Diginomica readers know, from my event reviews, that my biggest event news story often differs from the vendor's. That's true in this case also. While SAP Build is a big story, there is much to prove. For me, the underrated story is the critical mass of SAP BTP, with 15,000 customers. But it's not just the adoption. In recent weeks, I've talked with the leaders of all of SAP's cloud line of business solutions, from HXM to CX to Business Networks. All of them are extending onto the same platform - BTP. That matters.

But more important, in my view, is how BTP can provide SAP customers with the essential "quick wins" needed to keep momentum for longer SAP ERP modernizations. Customers need short-term results. I covered a potent example of this at Sapphire Now with SAP customer Bristol Myers Squibb ; SAP SE Executive Board Member Thomas Saueressig also talked me with about this last week (story forthcoming). It's an underserved storyline that SAP itself has created an internal quick-win-narrative, via hundreds of BTP apps.

Another aspect of automation still doesn't get enough attention: SAP DevOps, AIOps, and the need to automate ERP systems, not just business workflows.
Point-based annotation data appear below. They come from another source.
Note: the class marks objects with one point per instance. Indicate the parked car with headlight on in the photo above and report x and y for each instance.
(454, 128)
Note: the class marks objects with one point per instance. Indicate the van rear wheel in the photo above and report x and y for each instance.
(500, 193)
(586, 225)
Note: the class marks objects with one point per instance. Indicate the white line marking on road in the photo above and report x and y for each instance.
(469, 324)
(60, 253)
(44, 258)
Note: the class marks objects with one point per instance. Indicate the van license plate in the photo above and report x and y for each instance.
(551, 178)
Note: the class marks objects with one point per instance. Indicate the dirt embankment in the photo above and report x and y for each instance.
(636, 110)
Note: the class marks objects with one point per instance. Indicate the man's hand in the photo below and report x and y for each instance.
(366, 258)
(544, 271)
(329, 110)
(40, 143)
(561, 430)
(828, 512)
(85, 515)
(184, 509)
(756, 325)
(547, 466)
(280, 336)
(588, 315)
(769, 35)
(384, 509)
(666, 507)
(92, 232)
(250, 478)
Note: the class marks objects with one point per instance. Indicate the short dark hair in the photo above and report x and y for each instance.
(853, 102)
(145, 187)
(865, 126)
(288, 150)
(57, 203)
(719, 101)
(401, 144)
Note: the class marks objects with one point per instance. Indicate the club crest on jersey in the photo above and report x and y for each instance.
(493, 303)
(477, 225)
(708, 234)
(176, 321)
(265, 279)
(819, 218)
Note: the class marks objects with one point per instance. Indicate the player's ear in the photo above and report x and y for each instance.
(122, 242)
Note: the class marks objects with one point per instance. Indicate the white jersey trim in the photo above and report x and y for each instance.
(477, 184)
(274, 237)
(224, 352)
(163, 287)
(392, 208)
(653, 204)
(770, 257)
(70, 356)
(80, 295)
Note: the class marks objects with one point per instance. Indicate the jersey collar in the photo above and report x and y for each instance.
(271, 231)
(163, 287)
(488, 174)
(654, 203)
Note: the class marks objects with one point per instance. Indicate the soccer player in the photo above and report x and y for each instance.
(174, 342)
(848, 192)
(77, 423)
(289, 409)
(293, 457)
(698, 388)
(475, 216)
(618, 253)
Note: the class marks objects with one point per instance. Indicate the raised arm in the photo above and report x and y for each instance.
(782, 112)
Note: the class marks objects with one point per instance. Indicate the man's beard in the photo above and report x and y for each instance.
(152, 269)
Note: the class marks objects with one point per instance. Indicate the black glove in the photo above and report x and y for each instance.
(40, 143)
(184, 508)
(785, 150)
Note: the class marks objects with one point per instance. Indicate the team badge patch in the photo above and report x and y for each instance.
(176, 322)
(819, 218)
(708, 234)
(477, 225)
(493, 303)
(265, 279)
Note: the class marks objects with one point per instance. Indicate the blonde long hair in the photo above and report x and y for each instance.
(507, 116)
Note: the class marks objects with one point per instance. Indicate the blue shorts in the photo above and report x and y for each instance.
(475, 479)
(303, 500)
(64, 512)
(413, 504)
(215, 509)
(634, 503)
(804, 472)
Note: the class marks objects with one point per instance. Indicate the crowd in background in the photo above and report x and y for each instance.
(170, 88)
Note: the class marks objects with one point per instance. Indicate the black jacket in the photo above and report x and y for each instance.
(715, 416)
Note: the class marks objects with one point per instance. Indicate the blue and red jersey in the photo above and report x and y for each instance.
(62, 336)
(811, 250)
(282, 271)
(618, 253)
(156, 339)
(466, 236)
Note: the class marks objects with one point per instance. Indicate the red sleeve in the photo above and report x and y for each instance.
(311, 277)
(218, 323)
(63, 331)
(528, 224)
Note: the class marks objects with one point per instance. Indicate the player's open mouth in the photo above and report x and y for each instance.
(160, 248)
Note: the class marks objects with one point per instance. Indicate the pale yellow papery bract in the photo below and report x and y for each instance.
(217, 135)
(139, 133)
This is another area where customers have a number of options to evaluate, from SAP to ISVs to systems integrators. I think the topic deserves more SAP TechEd airtime; it's been that way for as long as I can remember. But if you want a head start, our diginomica partner Avantra has been fleshing out this topic: see Want to avoid a skills crisis? Get your ERP automation hygiene in place.
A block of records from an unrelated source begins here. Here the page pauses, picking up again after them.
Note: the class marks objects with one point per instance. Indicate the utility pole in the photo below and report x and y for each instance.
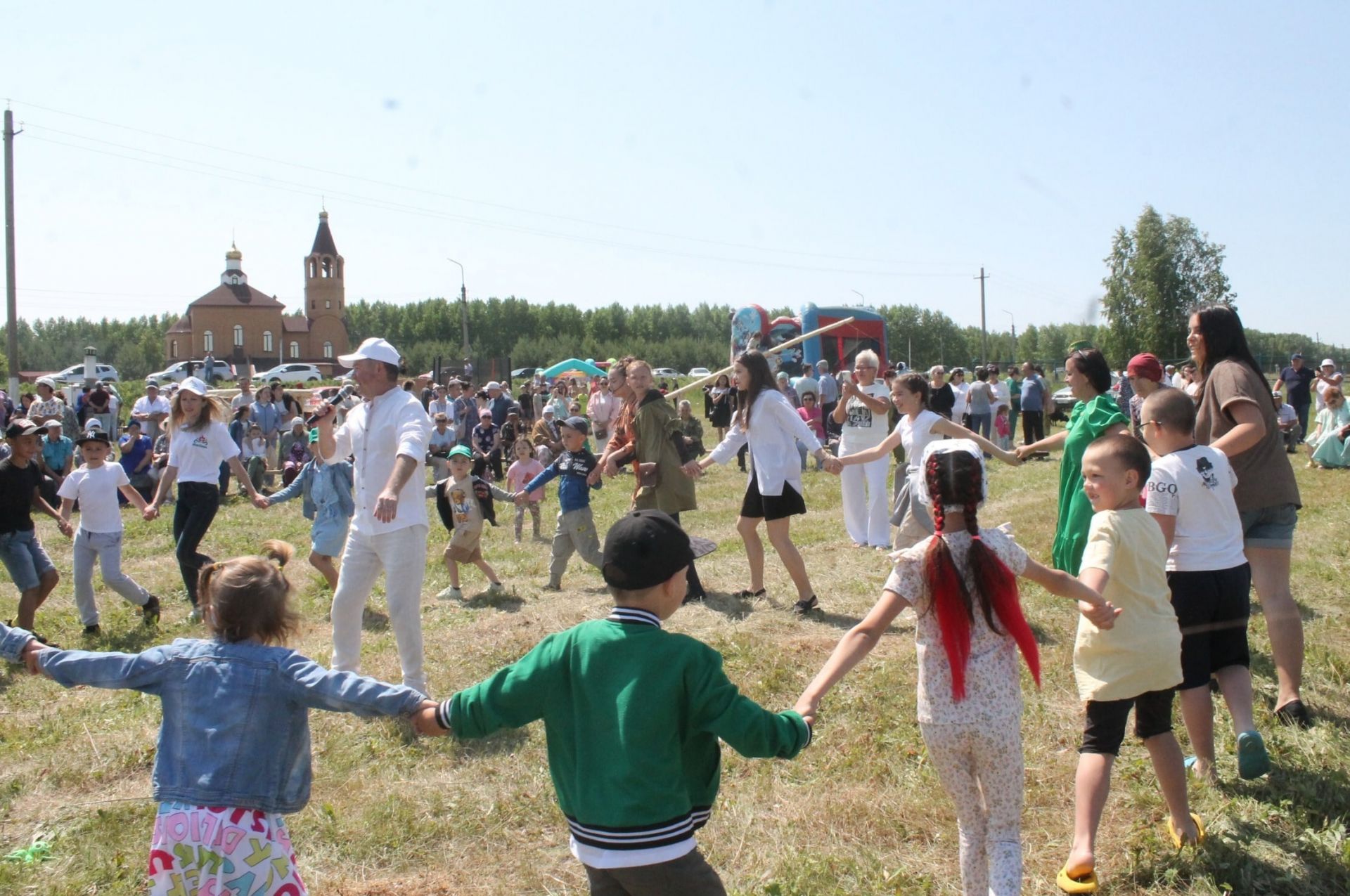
(11, 338)
(984, 332)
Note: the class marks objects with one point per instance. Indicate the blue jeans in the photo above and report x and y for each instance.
(192, 516)
(23, 557)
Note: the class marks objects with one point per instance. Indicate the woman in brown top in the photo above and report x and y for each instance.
(1237, 416)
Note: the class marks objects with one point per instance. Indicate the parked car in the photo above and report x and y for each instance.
(1064, 400)
(181, 370)
(290, 374)
(73, 375)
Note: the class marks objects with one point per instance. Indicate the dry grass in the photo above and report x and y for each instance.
(859, 812)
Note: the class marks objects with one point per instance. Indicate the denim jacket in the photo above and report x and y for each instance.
(338, 481)
(236, 727)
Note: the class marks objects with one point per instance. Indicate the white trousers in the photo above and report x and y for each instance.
(867, 507)
(107, 548)
(401, 555)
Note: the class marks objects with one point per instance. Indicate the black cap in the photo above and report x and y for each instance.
(22, 427)
(578, 424)
(645, 548)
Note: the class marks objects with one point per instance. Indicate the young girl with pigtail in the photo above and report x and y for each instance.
(962, 582)
(234, 744)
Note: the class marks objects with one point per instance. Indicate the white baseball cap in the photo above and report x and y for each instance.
(373, 349)
(193, 385)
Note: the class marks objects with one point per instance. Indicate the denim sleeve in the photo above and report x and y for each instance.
(319, 689)
(135, 671)
(13, 642)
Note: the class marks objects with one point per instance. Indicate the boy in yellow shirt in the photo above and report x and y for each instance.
(1134, 664)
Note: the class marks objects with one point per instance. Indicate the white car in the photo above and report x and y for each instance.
(73, 375)
(290, 374)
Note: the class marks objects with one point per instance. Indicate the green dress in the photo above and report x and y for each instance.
(1087, 422)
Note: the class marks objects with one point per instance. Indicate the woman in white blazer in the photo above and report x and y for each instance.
(769, 422)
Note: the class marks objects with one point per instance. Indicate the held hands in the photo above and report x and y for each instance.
(1099, 614)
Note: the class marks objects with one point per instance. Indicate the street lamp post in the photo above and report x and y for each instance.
(463, 304)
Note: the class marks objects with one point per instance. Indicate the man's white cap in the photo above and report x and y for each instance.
(193, 385)
(373, 349)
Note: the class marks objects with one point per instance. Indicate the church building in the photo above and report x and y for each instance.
(240, 324)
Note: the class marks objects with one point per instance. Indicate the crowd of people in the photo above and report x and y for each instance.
(1176, 498)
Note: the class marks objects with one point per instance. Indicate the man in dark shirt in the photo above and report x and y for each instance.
(1298, 379)
(22, 554)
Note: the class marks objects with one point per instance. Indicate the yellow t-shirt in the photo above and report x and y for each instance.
(1143, 652)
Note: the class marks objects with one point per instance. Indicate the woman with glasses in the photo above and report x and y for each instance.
(1094, 416)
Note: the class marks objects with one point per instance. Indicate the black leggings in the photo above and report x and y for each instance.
(192, 516)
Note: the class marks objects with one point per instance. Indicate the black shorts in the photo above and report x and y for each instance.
(1213, 608)
(758, 507)
(1105, 729)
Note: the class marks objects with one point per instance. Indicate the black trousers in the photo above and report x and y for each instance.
(1033, 427)
(192, 516)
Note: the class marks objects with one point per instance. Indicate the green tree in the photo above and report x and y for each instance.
(1156, 273)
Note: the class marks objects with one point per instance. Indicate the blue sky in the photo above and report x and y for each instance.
(770, 152)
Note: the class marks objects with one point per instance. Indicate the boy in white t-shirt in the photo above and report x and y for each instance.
(1190, 493)
(96, 486)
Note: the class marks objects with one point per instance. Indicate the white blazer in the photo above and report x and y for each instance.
(776, 429)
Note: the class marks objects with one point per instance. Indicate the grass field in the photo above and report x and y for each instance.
(861, 811)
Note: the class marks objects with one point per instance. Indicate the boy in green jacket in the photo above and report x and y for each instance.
(632, 714)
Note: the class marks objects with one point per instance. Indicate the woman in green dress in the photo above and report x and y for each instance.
(1094, 416)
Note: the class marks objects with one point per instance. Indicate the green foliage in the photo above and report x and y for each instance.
(1156, 274)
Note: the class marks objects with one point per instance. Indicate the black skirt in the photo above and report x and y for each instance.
(758, 507)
Finally, SAP Education's leadership team has put up with a number of scorching briefings with me in recent years. Well, they are starting to shut me up (on some topics at least), via a very impressive push towards free learning, global upskilling, and programs for the under-served. Check this notable release, including the Coursera partnership.

My ability to provide this kind of coverage of a virtual event is still all-too-rare. Frankly, you can't do it by just streaming the keynote; I don't care how well you think you know the vendor.

During the pandemic, SAP TechEd did a better job of serving a virtual international audience than just about any enterprise vendor did for any event. It's a shame more shows didn't follow this model.

Even though I'm not on the ground in Vegas, I was able to chase down plenty of questions - in part thanks to that hybrid press/analyst session. There is a virtual influencer session Wednesday as well. I applaud SAP for engaging remote audiences, rather than obsessing over one on-the-ground location. SAP TechEd is still being re-invented, and it's not there yet, but this hybrid reach is a crucial building block for whatever the event becomes. Update: I am getting some feedback that the hybrid experience of virtual attendees wasn't up to what SAP had delivered during the pandemic, including the disappointing lack of the "drop in" Channel-1 online room. Let me know your experience and we'll continue to cover how this played out.

If you have TechEd questions you want me to dig into, you know how to find me. I have a number of SAP stories already lined up, with more international user group interviews coming, so you can expect some SAPpy weeks ahead on diginomica.

Corrected, November 17 - 8:15 am ET. A quote about IT giving up control in this piece was incorrectly attributed to Mueller when in fact it was Scott that said this. That's an important distinction given the IT - business user dialogue in this piece. This was a transcript error and therefore my error. I apologize and have now adjusted the text accordingly.